I woke up well before normal this morning, and lie there on my back a while looking up at the cloudless blue sky, worrying.
By lunchtime I was sweating. By dinner, I was nauseous. Right now I am, well, too tired to feel much at all.
I released my debut CD, “Bloom,” in 1994. I was 22-years-old. “Heartland” is my tenth release (though its my first on a bona fide independent label). You would think I’d be used to this entire hullabaloo by now. The last-minute details. The cloying nerves. The hope against hope. Feigning enthusiasm in the face of public apathy. Will anyone come to the show? Will anyone buy the album? Does anyone know how much I feel like Sisyphus? Does anyone know how much I care about these things? Does anyone else care in any way? At all? Even a little bit?
Tori Amos describes her songs as children. That might be a stretch for me and mine. But there certainly is vulnerability to giving them up, especially after such a long incubation (when you — to advance the metaphor — teach them manners, dress them up, and send them out), and especially to a world so saturated with commercialized art. It’s easy to forget, I think, that there is a face and a name — more tenuous still, a heart — behind every song. So when a judgment is rendered, or worse, one refuses to engage at all, well, it’s difficult not to take personally.

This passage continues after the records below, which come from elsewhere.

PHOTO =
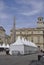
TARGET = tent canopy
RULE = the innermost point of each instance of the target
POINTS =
(20, 41)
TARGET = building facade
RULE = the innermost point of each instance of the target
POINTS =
(2, 35)
(35, 35)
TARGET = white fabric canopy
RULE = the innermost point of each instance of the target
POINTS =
(20, 41)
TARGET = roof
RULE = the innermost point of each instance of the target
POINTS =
(1, 28)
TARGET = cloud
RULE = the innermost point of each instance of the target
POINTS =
(30, 7)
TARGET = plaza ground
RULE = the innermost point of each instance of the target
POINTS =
(17, 60)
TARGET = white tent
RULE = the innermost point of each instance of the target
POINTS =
(22, 46)
(4, 45)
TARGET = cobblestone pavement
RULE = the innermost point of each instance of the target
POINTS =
(17, 60)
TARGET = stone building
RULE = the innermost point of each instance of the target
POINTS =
(2, 35)
(35, 35)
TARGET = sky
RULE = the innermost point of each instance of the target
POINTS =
(25, 12)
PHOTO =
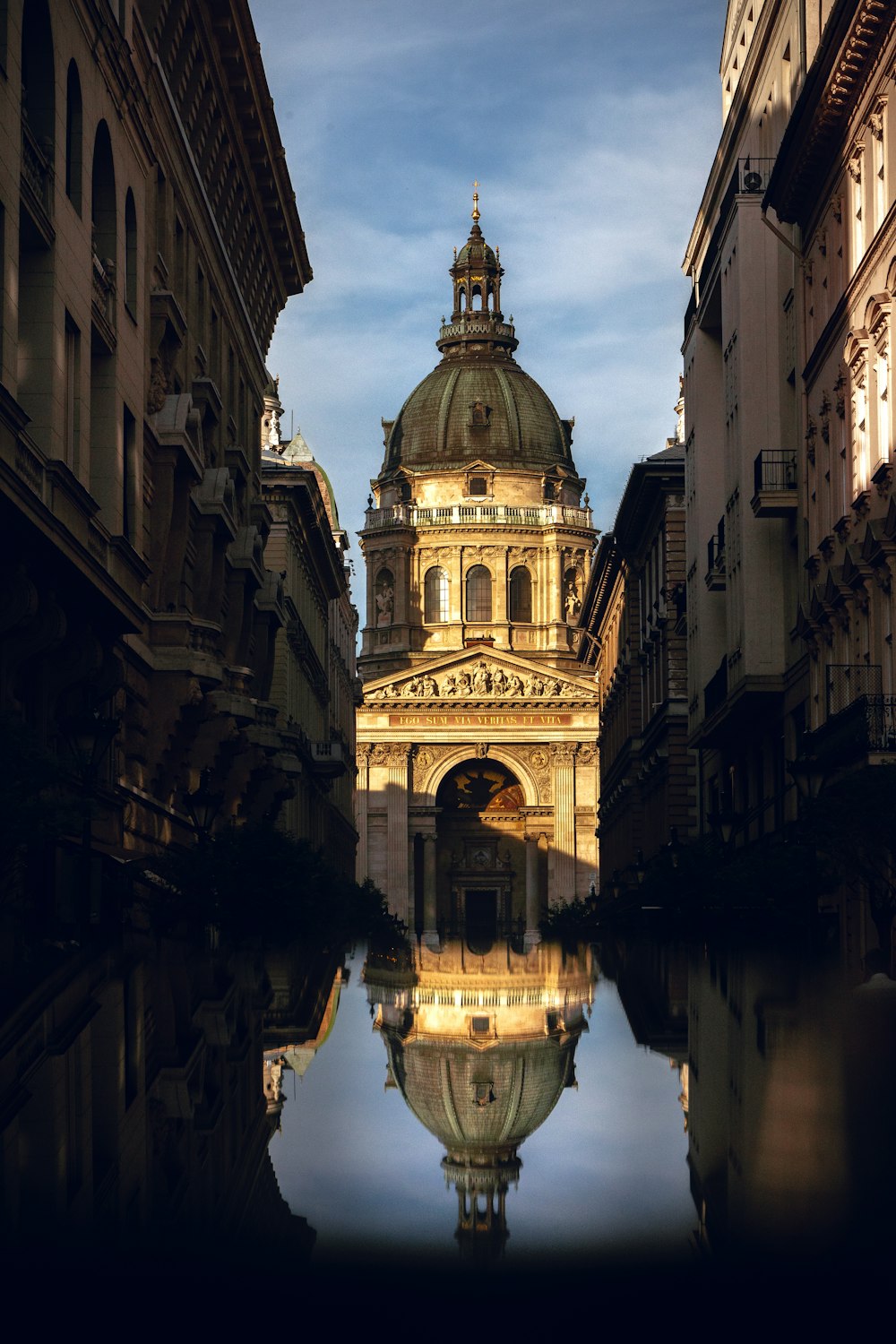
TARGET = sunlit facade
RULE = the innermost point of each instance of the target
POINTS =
(477, 736)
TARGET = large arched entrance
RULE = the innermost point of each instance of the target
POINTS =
(479, 852)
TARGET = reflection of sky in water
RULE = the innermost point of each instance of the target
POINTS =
(605, 1169)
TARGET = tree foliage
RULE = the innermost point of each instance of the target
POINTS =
(258, 882)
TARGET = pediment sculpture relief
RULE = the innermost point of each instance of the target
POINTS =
(481, 682)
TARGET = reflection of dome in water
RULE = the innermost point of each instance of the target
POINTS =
(481, 1048)
(481, 1098)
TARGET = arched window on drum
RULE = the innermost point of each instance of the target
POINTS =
(384, 596)
(435, 596)
(478, 594)
(520, 594)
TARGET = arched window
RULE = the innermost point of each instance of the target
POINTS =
(384, 597)
(435, 596)
(38, 102)
(131, 254)
(520, 594)
(74, 137)
(478, 594)
(102, 202)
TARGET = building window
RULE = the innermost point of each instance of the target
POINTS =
(131, 254)
(73, 394)
(129, 476)
(520, 594)
(478, 594)
(435, 596)
(74, 137)
(102, 204)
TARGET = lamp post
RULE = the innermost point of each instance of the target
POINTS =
(809, 774)
(203, 806)
(726, 823)
(89, 737)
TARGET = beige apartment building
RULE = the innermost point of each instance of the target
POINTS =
(477, 736)
(833, 194)
(633, 642)
(747, 675)
(788, 435)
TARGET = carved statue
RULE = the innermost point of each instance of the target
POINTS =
(481, 680)
(384, 605)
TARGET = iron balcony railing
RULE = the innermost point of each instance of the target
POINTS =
(716, 690)
(774, 470)
(489, 515)
(35, 167)
(848, 682)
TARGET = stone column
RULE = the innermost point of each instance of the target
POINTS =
(532, 902)
(430, 933)
(563, 886)
(397, 883)
(402, 585)
(363, 761)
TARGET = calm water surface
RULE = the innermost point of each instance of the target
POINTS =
(603, 1148)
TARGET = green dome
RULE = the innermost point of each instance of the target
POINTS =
(477, 408)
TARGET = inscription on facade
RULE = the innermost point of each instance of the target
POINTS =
(479, 720)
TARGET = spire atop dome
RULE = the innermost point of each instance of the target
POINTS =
(477, 324)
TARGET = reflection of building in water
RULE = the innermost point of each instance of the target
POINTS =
(131, 1107)
(769, 1133)
(477, 738)
(481, 1047)
(651, 978)
(306, 995)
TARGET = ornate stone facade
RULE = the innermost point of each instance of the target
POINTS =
(477, 737)
(151, 239)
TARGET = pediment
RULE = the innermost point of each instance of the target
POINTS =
(479, 675)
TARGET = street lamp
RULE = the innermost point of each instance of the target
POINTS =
(89, 737)
(809, 774)
(724, 823)
(203, 806)
(675, 846)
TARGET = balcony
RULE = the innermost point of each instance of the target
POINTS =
(485, 515)
(774, 483)
(328, 758)
(37, 183)
(104, 301)
(716, 690)
(861, 720)
(864, 728)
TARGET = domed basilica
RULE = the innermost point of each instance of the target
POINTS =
(477, 739)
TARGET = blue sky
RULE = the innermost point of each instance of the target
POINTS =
(590, 126)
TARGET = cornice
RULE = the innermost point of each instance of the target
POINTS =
(850, 50)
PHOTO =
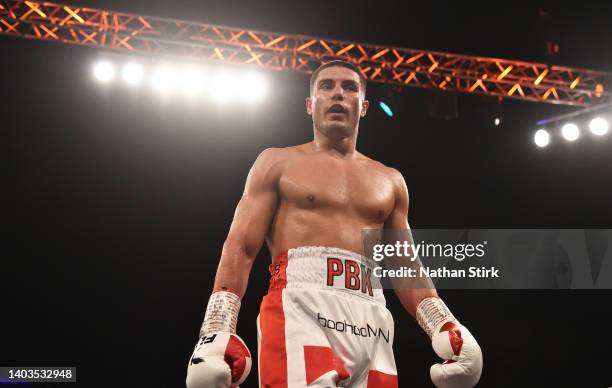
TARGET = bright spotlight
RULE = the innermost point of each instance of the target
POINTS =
(599, 126)
(253, 87)
(541, 138)
(104, 71)
(132, 73)
(223, 87)
(164, 80)
(570, 132)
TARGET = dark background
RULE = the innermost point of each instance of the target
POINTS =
(116, 203)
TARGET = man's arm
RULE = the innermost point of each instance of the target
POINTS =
(221, 358)
(450, 340)
(410, 295)
(250, 225)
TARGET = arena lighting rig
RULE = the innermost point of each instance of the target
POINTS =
(185, 40)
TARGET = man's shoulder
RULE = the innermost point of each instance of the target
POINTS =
(278, 154)
(380, 166)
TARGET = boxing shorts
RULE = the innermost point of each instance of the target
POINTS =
(324, 323)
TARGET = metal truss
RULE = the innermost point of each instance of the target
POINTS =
(390, 65)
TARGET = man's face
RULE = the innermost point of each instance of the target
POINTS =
(337, 102)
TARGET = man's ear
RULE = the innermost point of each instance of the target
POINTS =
(364, 107)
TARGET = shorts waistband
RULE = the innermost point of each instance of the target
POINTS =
(328, 268)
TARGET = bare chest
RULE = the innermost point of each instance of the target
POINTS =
(353, 187)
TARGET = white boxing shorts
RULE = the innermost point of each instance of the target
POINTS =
(324, 323)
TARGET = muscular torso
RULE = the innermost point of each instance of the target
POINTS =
(328, 200)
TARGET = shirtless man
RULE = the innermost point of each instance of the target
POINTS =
(322, 322)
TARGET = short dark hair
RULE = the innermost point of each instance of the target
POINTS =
(337, 63)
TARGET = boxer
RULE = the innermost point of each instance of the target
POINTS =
(323, 321)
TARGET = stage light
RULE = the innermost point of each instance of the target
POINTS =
(192, 81)
(386, 108)
(164, 80)
(253, 87)
(541, 138)
(104, 71)
(133, 73)
(599, 126)
(570, 132)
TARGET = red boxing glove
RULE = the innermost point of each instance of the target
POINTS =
(219, 360)
(452, 342)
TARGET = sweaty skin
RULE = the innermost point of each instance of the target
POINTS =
(321, 193)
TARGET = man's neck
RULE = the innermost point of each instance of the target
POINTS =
(345, 147)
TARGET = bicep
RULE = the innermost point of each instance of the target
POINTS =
(398, 218)
(256, 208)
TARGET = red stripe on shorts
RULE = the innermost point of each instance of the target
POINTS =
(273, 352)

By the time I got home for work, I was short on breath, and shorter on patience. Casey, Chris, and Wynn were due at my apartment to rehearse for our pre-release Cross Pollination performance. All I wanted to do was go to sleep.
There was a Fed Ex envelope at my doorstep. Inside, there was a drawing by my cousin’s Billy’s daughter Drew. It is a pencil sketch of me. I have more hair, and am smiling more broadly, than I ever remember. I am holding my guitar, and singing, and — at least in Drew’s eyes — I am clearly very, very happy. Below the picture is written, “Cool Cool Awesome Wow Cool” next to a square amplifier that reads, “We love you.”
Everything else slipped away. Nothing else mattered. In an instant, a five-year-old child erased thirty-four years of worry. In an instant, a child gave me the blueprint of how to be very, very happy.